Cancellation of Bankruptcy
Bankruptcy can be cancelled or annulled as if it never occurred. While this is not an easy thing to do it can be done by one of the following methods:
Full repayment of debts
If you come into sufficient money to fully pay all of the debts plus the costs the bankruptcy, you can request an annulment. If you are able to pay off your debts you’re no longer insolvent so there is no need for you to be bankrupt. Sometimes when a bankruptcy trustee attempts to sell your property and collects enough to repay all your debts your bankruptcy is annulled before proceeding.
A settlement proposal to creditors
Anytime throughout your bankruptcy you are able to make a proposal to your creditors to end your Bankruptcy. This is done using a “Section 73 Proposal’ and is seen as an alternative to bankruptcy.

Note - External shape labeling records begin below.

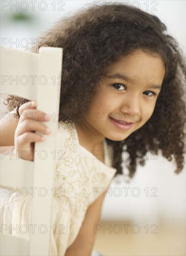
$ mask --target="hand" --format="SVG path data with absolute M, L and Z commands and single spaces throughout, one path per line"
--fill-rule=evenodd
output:
M 36 109 L 36 101 L 28 101 L 20 106 L 20 118 L 14 135 L 13 153 L 18 153 L 20 158 L 31 161 L 34 160 L 34 143 L 45 140 L 44 137 L 35 133 L 35 131 L 45 135 L 51 132 L 44 124 L 50 120 L 49 115 Z M 22 150 L 24 151 L 21 153 Z

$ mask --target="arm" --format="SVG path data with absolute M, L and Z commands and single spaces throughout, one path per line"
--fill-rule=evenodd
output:
M 91 255 L 95 237 L 94 225 L 99 222 L 104 196 L 102 194 L 88 208 L 79 233 L 66 250 L 65 256 Z
M 6 118 L 2 118 L 0 120 L 0 146 L 8 148 L 7 146 L 14 145 L 14 134 L 19 118 L 11 113 L 7 115 Z

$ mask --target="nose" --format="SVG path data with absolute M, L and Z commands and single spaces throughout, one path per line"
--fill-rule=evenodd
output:
M 129 121 L 138 121 L 140 118 L 140 101 L 138 95 L 127 95 L 123 100 L 120 110 L 123 115 L 127 115 Z M 125 116 L 125 115 L 124 115 Z

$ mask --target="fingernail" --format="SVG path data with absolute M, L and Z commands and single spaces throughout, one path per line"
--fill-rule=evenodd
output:
M 50 129 L 49 128 L 47 128 L 46 129 L 46 132 L 47 133 L 50 133 L 50 132 L 51 132 L 51 130 L 50 130 Z
M 34 106 L 35 106 L 35 101 L 32 101 L 30 102 L 30 105 L 32 107 L 33 107 Z

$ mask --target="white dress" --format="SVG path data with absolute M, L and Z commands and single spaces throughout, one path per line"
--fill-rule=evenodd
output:
M 64 122 L 59 123 L 56 152 L 61 150 L 58 156 L 61 159 L 56 161 L 51 255 L 65 255 L 79 233 L 88 207 L 101 194 L 94 193 L 94 189 L 106 189 L 116 173 L 116 169 L 111 167 L 108 154 L 111 148 L 106 140 L 104 148 L 105 163 L 80 144 L 73 123 L 69 127 Z M 13 228 L 16 225 L 29 226 L 31 197 L 16 194 L 10 196 L 6 193 L 1 197 L 0 224 L 12 224 Z M 9 229 L 4 233 L 9 231 Z M 13 235 L 29 237 L 29 232 L 23 233 L 12 230 Z

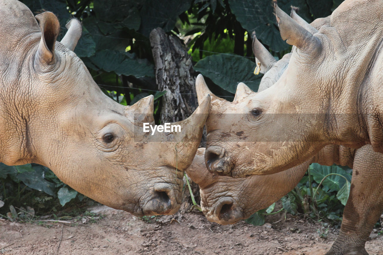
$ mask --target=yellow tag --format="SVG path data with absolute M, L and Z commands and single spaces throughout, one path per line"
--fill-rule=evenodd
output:
M 256 75 L 259 74 L 259 71 L 261 70 L 261 62 L 258 62 L 257 63 L 257 66 L 255 67 L 255 69 L 254 69 L 254 74 Z

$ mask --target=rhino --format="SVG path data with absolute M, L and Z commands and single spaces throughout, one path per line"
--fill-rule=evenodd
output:
M 144 132 L 153 97 L 124 106 L 110 98 L 73 51 L 77 20 L 56 41 L 52 13 L 35 17 L 16 0 L 0 2 L 0 162 L 34 163 L 102 204 L 135 215 L 171 214 L 181 202 L 182 171 L 192 163 L 210 98 L 180 132 Z
M 293 9 L 292 16 L 296 18 L 296 15 Z M 318 28 L 329 24 L 330 18 L 317 19 L 311 25 Z M 253 50 L 264 73 L 260 92 L 280 78 L 289 65 L 291 54 L 277 62 L 256 37 Z M 285 171 L 236 178 L 208 171 L 205 152 L 205 148 L 198 149 L 187 173 L 200 186 L 201 207 L 206 218 L 224 225 L 247 219 L 277 201 L 296 186 L 312 163 L 329 166 L 336 163 L 353 168 L 350 196 L 339 234 L 326 255 L 368 254 L 365 242 L 383 211 L 383 189 L 380 185 L 383 181 L 383 154 L 374 152 L 371 145 L 358 149 L 329 145 L 309 160 Z
M 274 173 L 331 144 L 371 144 L 383 152 L 383 67 L 376 64 L 383 60 L 383 27 L 376 25 L 383 2 L 346 0 L 319 30 L 273 3 L 282 38 L 294 46 L 288 66 L 258 93 L 240 83 L 232 102 L 210 94 L 209 170 L 234 178 Z M 211 93 L 202 80 L 201 100 Z

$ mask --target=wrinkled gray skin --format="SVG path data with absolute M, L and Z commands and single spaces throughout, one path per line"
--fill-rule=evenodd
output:
M 308 160 L 330 144 L 383 152 L 383 2 L 346 0 L 329 25 L 301 25 L 275 5 L 282 38 L 293 45 L 273 86 L 234 100 L 212 96 L 205 160 L 234 177 L 270 174 Z M 200 96 L 210 93 L 196 83 Z
M 295 15 L 292 13 L 298 18 Z M 329 16 L 317 19 L 311 25 L 319 28 L 329 22 Z M 287 68 L 291 54 L 276 62 L 256 38 L 253 50 L 257 62 L 261 64 L 261 70 L 265 73 L 259 86 L 259 91 L 261 91 L 278 80 Z M 247 219 L 277 201 L 297 185 L 311 163 L 336 163 L 353 168 L 350 197 L 339 235 L 326 254 L 368 254 L 365 244 L 383 211 L 383 154 L 374 152 L 371 145 L 358 149 L 329 145 L 308 161 L 286 171 L 236 178 L 207 171 L 205 151 L 204 148 L 198 149 L 187 172 L 200 186 L 201 207 L 206 218 L 224 225 Z
M 175 123 L 181 132 L 144 133 L 153 96 L 124 106 L 104 94 L 72 51 L 78 21 L 60 42 L 52 13 L 35 18 L 20 2 L 3 0 L 0 20 L 0 161 L 46 166 L 80 192 L 136 215 L 177 211 L 210 98 Z

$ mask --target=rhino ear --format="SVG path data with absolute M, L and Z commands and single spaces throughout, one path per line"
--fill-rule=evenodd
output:
M 41 31 L 41 39 L 36 52 L 35 62 L 41 68 L 56 62 L 54 45 L 60 31 L 60 23 L 56 15 L 50 11 L 36 15 L 36 19 L 39 21 Z
M 249 94 L 254 93 L 254 92 L 247 87 L 243 82 L 240 82 L 237 86 L 236 95 L 234 96 L 234 101 L 237 101 L 241 98 L 246 97 Z
M 277 0 L 273 0 L 273 2 L 282 39 L 286 40 L 287 43 L 296 46 L 298 49 L 307 53 L 320 49 L 321 42 L 319 39 L 281 10 L 277 4 Z
M 77 45 L 79 39 L 81 37 L 81 33 L 82 33 L 81 23 L 77 19 L 72 19 L 65 27 L 68 29 L 68 31 L 60 42 L 64 46 L 73 51 Z
M 133 110 L 134 123 L 142 122 L 152 123 L 154 122 L 153 116 L 154 112 L 154 97 L 152 95 L 138 100 L 131 106 L 127 106 Z
M 255 62 L 260 63 L 260 72 L 262 74 L 265 74 L 273 67 L 277 62 L 277 60 L 267 49 L 257 39 L 255 33 L 253 33 L 252 35 L 253 52 L 255 56 Z

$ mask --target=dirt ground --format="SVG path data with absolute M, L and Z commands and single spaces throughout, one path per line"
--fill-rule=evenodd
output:
M 90 210 L 105 216 L 73 226 L 51 223 L 49 228 L 0 219 L 0 253 L 318 255 L 329 249 L 337 234 L 330 230 L 322 238 L 320 224 L 289 214 L 286 220 L 284 214 L 267 218 L 263 226 L 244 221 L 223 226 L 198 212 L 158 216 L 148 222 L 105 206 Z M 383 255 L 383 238 L 373 233 L 370 238 L 369 254 Z

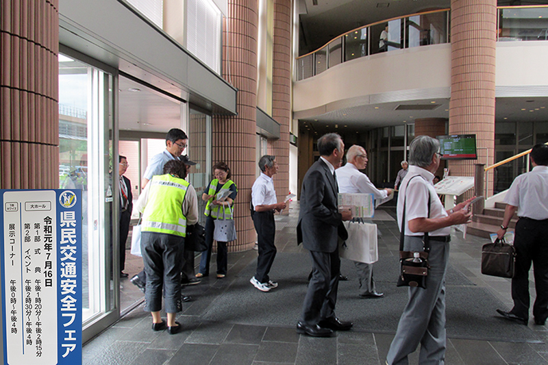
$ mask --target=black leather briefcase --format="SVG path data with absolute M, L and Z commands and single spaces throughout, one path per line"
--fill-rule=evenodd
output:
M 499 277 L 514 277 L 516 264 L 516 249 L 512 244 L 501 242 L 498 238 L 494 243 L 482 247 L 482 273 Z

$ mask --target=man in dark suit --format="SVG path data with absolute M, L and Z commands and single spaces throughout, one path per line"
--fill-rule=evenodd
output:
M 345 331 L 351 322 L 335 315 L 340 259 L 338 237 L 348 238 L 343 221 L 349 221 L 349 210 L 338 212 L 335 168 L 345 153 L 340 136 L 330 133 L 318 140 L 320 159 L 308 169 L 301 189 L 301 210 L 297 227 L 297 243 L 310 251 L 312 275 L 303 303 L 297 332 L 314 337 L 328 337 L 333 331 Z
M 125 241 L 129 233 L 129 222 L 132 220 L 133 209 L 133 195 L 132 194 L 132 182 L 129 179 L 123 176 L 127 170 L 127 159 L 125 156 L 119 158 L 119 173 L 120 174 L 120 277 L 127 277 L 123 272 L 125 266 Z

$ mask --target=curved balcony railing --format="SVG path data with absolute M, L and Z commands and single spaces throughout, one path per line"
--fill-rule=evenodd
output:
M 548 40 L 548 5 L 497 8 L 497 41 Z M 297 58 L 297 79 L 340 63 L 395 49 L 449 43 L 450 9 L 425 12 L 357 28 Z

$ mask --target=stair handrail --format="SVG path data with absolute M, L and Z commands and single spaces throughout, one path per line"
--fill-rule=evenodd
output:
M 545 143 L 545 144 L 548 144 L 548 142 Z M 508 158 L 507 158 L 506 160 L 503 160 L 502 161 L 497 162 L 496 164 L 493 164 L 491 166 L 488 166 L 484 168 L 484 171 L 486 172 L 487 172 L 489 170 L 492 170 L 492 169 L 495 168 L 495 167 L 499 167 L 499 166 L 501 166 L 501 165 L 503 165 L 504 164 L 507 164 L 508 162 L 514 161 L 514 160 L 518 159 L 518 158 L 519 158 L 521 157 L 525 156 L 525 155 L 528 155 L 529 153 L 531 153 L 531 150 L 532 149 L 529 149 L 527 151 L 524 151 L 523 152 L 521 152 L 521 153 L 518 153 L 517 155 L 513 155 L 512 157 L 509 157 Z

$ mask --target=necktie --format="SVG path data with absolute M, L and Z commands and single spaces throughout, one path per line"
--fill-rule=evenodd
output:
M 127 209 L 127 186 L 125 186 L 124 178 L 120 177 L 120 199 L 122 201 L 122 208 Z

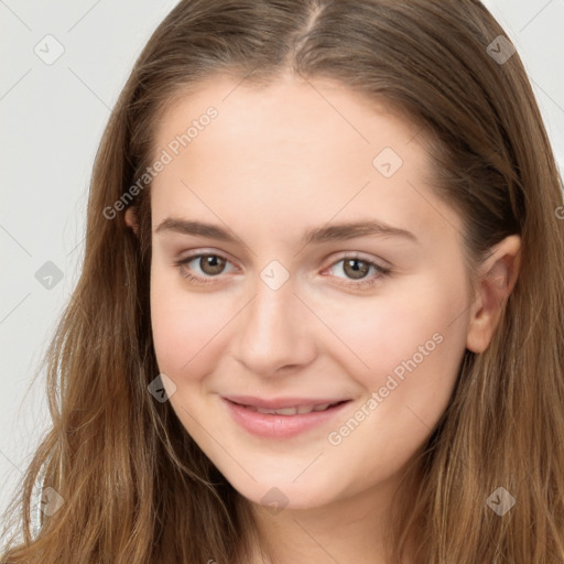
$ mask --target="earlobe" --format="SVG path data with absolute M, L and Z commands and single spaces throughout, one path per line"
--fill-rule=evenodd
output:
M 521 238 L 518 235 L 506 237 L 494 246 L 480 265 L 466 338 L 466 348 L 469 350 L 484 352 L 488 348 L 520 268 Z
M 126 225 L 133 230 L 133 232 L 135 234 L 135 236 L 138 235 L 138 231 L 139 231 L 139 221 L 137 219 L 137 213 L 135 213 L 135 208 L 133 207 L 128 207 L 126 209 L 126 217 L 124 217 L 124 221 L 126 221 Z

The key condition of the section 73 is that it needs to offer a better deal for creditors than they would get under bankruptcy. The decision of whether or not to accept your proposal still rests with your creditors. If they agree then the bankruptcy is annulled.
A Court Application
You may choose to apply to the Courts to have your bankruptcy annulled. The only reason a court would consider cancelling a bankruptcy is if the person should have never been made bankrupt in the first place.

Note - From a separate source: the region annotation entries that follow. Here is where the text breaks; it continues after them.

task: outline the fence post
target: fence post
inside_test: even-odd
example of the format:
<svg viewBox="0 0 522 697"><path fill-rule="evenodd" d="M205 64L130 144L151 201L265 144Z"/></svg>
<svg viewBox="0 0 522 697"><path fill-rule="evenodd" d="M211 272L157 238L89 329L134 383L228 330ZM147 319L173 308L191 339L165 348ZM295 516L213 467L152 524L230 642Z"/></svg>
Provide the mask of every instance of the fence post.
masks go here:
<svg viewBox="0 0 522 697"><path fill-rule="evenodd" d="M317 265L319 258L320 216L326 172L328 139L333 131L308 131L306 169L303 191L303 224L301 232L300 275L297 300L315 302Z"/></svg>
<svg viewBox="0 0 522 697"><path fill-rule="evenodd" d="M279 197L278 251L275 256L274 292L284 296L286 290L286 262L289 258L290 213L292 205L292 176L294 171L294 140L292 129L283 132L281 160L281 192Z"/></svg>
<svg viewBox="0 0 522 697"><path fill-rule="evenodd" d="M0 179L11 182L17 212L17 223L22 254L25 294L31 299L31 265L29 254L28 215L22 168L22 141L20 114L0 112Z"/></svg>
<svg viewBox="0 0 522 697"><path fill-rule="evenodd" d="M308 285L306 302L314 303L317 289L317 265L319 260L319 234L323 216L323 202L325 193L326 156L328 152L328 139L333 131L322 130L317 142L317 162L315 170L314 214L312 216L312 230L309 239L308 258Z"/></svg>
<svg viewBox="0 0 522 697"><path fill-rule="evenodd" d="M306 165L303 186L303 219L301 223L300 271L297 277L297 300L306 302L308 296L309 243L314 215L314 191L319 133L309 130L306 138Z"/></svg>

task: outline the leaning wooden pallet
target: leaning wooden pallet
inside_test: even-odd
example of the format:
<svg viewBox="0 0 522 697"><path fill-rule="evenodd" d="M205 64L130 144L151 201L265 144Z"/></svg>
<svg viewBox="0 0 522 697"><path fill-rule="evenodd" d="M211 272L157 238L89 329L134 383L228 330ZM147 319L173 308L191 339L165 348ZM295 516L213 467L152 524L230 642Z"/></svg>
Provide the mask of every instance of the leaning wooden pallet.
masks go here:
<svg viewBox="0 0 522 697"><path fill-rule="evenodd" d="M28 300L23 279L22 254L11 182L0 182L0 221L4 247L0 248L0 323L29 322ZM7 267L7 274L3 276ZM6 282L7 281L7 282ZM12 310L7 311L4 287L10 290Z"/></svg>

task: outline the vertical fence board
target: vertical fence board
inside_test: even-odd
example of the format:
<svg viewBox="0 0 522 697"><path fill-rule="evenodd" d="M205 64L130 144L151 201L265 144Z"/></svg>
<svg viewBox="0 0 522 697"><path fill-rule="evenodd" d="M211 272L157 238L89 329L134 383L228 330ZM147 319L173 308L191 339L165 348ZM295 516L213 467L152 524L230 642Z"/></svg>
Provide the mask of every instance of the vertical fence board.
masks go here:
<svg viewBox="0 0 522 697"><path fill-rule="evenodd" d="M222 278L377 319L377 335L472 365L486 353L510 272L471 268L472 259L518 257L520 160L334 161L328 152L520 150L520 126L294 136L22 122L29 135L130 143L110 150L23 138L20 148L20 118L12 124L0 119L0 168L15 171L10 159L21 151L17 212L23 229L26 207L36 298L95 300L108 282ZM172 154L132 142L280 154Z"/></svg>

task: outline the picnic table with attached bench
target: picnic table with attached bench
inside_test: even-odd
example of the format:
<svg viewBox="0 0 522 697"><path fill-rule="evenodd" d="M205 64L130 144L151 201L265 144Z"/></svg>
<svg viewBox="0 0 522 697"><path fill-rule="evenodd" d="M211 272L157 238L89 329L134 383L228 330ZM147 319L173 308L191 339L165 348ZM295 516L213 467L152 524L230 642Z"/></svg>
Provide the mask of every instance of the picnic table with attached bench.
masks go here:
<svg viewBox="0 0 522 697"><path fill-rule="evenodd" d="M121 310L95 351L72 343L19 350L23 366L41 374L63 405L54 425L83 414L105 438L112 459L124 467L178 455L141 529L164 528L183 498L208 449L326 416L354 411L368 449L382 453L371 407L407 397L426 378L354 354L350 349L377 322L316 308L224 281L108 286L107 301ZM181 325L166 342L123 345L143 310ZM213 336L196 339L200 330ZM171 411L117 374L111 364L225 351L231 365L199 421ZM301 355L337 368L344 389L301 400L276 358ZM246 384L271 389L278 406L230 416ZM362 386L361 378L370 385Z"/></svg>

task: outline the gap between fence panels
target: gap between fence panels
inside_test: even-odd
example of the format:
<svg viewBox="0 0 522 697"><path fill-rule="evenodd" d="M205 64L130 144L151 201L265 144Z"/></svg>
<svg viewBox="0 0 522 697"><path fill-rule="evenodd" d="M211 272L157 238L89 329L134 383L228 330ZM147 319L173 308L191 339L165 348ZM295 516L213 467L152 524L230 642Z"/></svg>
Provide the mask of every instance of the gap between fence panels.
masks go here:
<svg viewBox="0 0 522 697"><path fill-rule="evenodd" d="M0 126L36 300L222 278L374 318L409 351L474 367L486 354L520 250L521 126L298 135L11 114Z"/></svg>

What happens if my bankruptcy is annulled?
The fact of your annulment is recorded on the National Personal Insolvency Index (NPII) database and is available to the public. Your name will remain recorded on the NPII indefinitely.
You should seek to contact Veda Advantage and other credit reporting agencies to ensure that your credit record is updated to reflect the annulment. Assets that remain in control of your bankruptcy trustee should be returned to you if they are no longer needed to repay your debts.